Docker Swarm High Availability
Introduction
High Availability (HA) is a critical feature in any production-grade container orchestration system. In the context of Docker Swarm, high availability refers to the ability of the system to remain operational even when individual nodes or components fail.
Docker Swarm, Docker's native clustering and orchestration solution, provides several built-in features to ensure high availability. This guide will explore how to design, implement, and maintain a highly available Docker Swarm cluster, minimizing downtime and ensuring your applications remain accessible even during infrastructure failures.
Understanding High Availability Concepts
Before diving into the technical details, let's understand some key concepts related to high availability in Docker Swarm:
- Fault Tolerance: The ability of a system to continue operating properly even when some of its components fail
- Redundancy: Duplication of critical components to provide backup in case of failure
- Load Balancing: Distribution of workloads across multiple nodes to optimize resource usage
- Failover: The automatic switching to a redundant system when the primary system fails
- Quorum: The minimum number of manager nodes that must be available for the cluster to function properly
Docker Swarm Architecture for High Availability
A Docker Swarm cluster consists of two types of nodes:
- Manager Nodes: Responsible for orchestrating the cluster, maintaining the desired state, and scheduling services
- Worker Nodes: Execute the containers assigned to them by manager nodes
Manager Node Redundancy
For high availability, it's crucial to have multiple manager nodes.
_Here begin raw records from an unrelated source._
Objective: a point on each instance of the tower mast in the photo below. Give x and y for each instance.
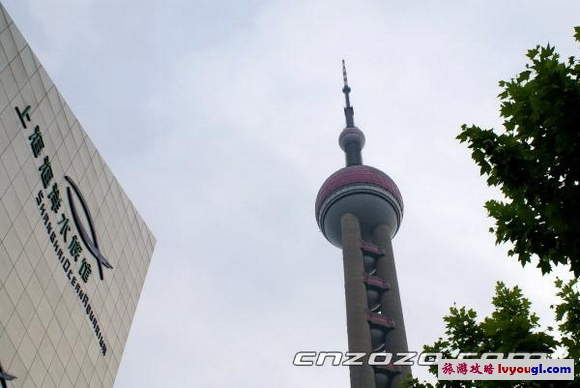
(359, 209)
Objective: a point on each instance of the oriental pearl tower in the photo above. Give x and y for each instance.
(359, 210)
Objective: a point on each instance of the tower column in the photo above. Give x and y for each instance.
(359, 339)
(391, 300)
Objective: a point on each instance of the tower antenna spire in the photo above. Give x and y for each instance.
(348, 109)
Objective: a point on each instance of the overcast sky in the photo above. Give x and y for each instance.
(220, 119)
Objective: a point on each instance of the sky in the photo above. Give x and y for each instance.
(220, 119)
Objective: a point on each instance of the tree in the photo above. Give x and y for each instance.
(512, 327)
(536, 161)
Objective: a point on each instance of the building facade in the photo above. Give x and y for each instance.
(359, 209)
(74, 252)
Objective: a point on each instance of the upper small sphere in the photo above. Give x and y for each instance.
(351, 134)
(364, 191)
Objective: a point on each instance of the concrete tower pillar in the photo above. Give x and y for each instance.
(391, 300)
(359, 339)
(359, 209)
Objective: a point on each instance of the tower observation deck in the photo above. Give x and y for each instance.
(359, 209)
Docker Swarm uses the Raft consensus algorithm to maintain cluster state consistency across manager nodes.
Key considerations for manager nodes:
- Deploy an odd number of manager nodes (3, 5, or 7)
- Distribute manager nodes across different availability zones or failure domains
- Manager nodes should have stable network connectivity between them
Manager quorum requirements:
Total Manager Nodes | Quorum (Majority) | Maximum Failures Tolerated |
---|---|---|
1 | 1 | 0 |
3 | 2 | 1 |
5 | 3 | 2 |
7 | 4 | 3 |
While you can technically have 2, 4, or 6 manager nodes, these configurations don't improve fault tolerance over the next lower odd number.
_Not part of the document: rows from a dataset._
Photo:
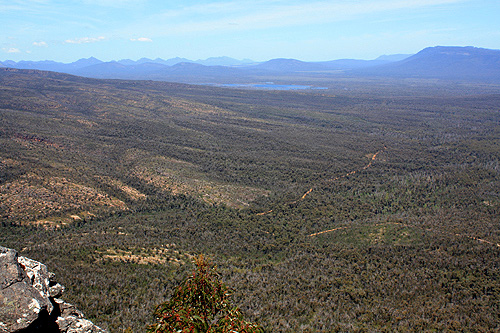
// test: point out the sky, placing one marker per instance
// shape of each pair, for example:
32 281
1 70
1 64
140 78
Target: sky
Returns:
308 30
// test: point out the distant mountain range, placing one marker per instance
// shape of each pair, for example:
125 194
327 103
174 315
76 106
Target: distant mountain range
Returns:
440 62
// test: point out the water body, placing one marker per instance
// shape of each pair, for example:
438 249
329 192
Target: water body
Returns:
267 86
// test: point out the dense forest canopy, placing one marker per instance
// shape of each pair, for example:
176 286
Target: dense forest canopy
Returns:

Setting Up a Highly Available Swarm Cluster
Let's walk through the process of creating a highly available Docker Swarm cluster with multiple manager and worker nodes.
Prerequisites
- Multiple servers (physical or virtual) with Docker installed
- Network connectivity between all nodes
- Basic understanding of Docker and command-line operations
Step 1: Initialize the Swarm on the First Manager Node
# On the first manager node
docker swarm init --advertise-addr <MANAGER-IP>
Example output:
Swarm initialized: current node (dxn1zf6l61qsb1josjja83ngz) is now a manager.
To add a worker to this swarm, run the following command:
docker swarm join --token SWMTKN-1-49nj1cmql0jkz5s954yi3oex3nedyz0fb0xx14ie39trti4wxv-8vxv8rssmk743ojnwacrr2e7c 192.168.99.100:2377
To add a manager to this swarm, run 'docker swarm join-token manager' and follow the instructions.
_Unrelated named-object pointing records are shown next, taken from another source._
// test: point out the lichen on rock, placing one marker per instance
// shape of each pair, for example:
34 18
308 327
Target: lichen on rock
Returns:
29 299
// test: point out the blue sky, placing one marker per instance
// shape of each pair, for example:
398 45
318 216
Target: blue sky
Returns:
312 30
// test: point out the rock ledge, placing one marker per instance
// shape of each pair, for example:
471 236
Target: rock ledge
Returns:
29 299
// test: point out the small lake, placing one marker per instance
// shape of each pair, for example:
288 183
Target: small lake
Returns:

Step 2: Add More Manager Nodes
Generate a manager join token on the first manager:
# On the first manager node
docker swarm join-token manager
Example output:
To add a manager to this swarm, run the following command:
docker swarm join --token SWMTKN-1-49nj1cmql0jkz5s954yi3oex3nedyz0fb0xx14ie39trti4wxv-2tviqzd7f9f1u3lb0s1ec7t67 192.168.99.100:2377
Run the provided command on each server that should become a manager:
# On each additional manager node
docker swarm join --token SWMTKN-1-49nj1cmql0jkz5s954yi3oex3nedyz0fb0xx14ie39trti4wxv-2tviqzd7f9f1u3lb0s1ec7t67 192.168.99.100:2377
Step 3: Add Worker Nodes
Generate a worker join token on any manager:
# On any manager node
docker swarm join-token worker
Run the provided command on each server that should become a worker:
# On each worker node
docker swarm join --token SWMTKN-1-49nj1cmql0jkz5s954yi3oex3nedyz0fb0xx14ie39trti4wxv-8vxv8rssmk743ojnwacrr2e7c 192.168.99.100:2377
Step 4: Verify the Swarm Cluster
Check the status of your Swarm cluster:
# On any manager node
docker node ls
Example output:
ID HOSTNAME STATUS AVAILABILITY MANAGER STATUS ENGINE VERSION
dxn1zf6l61qsb1josjja83ngz * manager1 Ready Active Leader 20.10.8
6ltenfc51yfr1la31kp4lr02v manager2 Ready Active Reachable 20.10.8
8jv3tlfpvyej4f2dnuqcm7vge manager3 Ready Active Reachable 20.10.8
a37md5239ny976w3qyydnr45t worker1 Ready Active 20.10.8
b96xc9mknqr3fctx9b7welxr5 worker2 Ready Active 20.10.8
High Availability Service Deployment
Now that we have a highly available swarm infrastructure, let's look at how to deploy services with high availability in mind.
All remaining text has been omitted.